BankAccount vs Account¶
These two terms are often confused:
| Term | What it is | Example |
|---|---|---|
BankAccount |
Your actual bank account with an IBAN | DE12 3456 7890 0000 1234 56 |
Account |
A bookkeeping ledger account | Groceries (Expense) |
A BankAccount is always linked to exactly one Account of type Asset. When you import a bank statement, raw BankTransaction records are created. SWEN then creates a double-entry Transaction (journal entry) that posts the movement between the Asset account (your bank) and the appropriate counter-account (e.g. Groceries). The raw BankTransaction is also persisted in the database.

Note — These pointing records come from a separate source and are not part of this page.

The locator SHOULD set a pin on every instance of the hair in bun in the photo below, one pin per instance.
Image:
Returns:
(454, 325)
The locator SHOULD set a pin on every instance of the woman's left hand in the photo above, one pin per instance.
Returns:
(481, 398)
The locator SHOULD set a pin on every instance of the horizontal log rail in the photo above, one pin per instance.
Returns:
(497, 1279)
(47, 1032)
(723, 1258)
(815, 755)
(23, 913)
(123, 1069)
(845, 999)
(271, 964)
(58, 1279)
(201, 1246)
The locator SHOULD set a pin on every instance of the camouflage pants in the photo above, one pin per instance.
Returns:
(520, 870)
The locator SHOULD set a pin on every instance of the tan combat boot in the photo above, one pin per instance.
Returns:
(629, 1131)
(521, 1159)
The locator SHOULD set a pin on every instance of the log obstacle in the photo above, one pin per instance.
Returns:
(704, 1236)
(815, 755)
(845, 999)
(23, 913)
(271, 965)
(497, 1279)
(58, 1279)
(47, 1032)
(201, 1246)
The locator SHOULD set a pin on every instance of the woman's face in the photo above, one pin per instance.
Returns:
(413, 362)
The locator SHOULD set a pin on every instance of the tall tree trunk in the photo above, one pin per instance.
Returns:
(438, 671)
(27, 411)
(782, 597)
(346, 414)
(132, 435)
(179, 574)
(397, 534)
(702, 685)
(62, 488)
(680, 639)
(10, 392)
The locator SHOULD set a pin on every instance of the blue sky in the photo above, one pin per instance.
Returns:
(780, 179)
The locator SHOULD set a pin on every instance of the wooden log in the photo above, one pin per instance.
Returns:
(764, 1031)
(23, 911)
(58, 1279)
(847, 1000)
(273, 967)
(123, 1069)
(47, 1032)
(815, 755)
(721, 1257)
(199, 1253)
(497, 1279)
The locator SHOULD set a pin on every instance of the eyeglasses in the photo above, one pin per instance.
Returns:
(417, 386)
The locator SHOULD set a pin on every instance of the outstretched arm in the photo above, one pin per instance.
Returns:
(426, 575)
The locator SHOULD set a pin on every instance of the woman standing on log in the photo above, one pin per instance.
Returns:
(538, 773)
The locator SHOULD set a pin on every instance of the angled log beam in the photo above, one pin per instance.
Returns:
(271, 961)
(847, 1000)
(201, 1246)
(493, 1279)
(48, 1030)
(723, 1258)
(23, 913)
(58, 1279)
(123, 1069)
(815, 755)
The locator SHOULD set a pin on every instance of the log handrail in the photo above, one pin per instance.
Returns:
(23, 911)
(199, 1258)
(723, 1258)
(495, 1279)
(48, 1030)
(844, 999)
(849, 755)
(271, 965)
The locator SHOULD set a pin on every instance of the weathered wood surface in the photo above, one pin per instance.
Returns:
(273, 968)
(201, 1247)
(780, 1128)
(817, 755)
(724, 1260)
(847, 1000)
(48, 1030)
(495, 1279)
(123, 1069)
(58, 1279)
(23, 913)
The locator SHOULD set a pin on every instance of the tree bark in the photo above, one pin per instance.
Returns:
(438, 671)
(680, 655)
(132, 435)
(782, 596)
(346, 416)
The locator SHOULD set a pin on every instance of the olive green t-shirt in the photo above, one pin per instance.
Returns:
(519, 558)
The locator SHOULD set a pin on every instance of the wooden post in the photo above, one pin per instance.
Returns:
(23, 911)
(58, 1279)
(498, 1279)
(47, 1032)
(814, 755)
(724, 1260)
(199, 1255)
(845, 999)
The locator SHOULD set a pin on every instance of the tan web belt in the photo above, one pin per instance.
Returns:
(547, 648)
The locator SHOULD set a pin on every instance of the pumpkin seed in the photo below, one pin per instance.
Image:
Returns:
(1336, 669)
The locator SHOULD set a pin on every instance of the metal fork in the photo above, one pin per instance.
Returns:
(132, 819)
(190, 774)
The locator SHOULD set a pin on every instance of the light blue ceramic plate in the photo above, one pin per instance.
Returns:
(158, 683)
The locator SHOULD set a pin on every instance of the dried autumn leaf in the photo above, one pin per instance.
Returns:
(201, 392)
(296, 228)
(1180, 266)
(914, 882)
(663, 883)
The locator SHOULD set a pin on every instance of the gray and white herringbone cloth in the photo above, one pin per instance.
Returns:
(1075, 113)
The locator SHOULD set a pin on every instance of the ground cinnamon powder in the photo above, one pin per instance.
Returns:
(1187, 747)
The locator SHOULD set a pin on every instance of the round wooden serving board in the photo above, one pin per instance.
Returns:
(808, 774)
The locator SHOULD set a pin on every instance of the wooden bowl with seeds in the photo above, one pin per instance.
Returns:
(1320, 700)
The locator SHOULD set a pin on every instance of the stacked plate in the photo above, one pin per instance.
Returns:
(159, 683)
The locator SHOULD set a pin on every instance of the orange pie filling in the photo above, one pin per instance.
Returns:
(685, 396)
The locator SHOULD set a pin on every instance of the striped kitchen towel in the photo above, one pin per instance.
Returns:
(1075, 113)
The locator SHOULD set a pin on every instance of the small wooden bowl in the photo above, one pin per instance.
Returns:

Draft vs Posted Transactions¶
| State | Meaning |
|---|---|
| Draft | ML has suggested a counter-account; awaiting your review and changes |
| Posted | You have confirmed the entry; included in all reports; immutable |
Drafts are work in progress but still affect account balances and can be shown in the analytics dashboard. When you click Post on a Draft transaction, SWEN:
- Validates that debits equal credits again
- Records the journal entry permanently and makes them immutable
- Marks the linked
BankTransactionas reconciled
Posted transactions must not be edited according to the double entry theory. To not make personal accounting too bureaucatic, we still allow to delete posted transactions. It is discouraged though.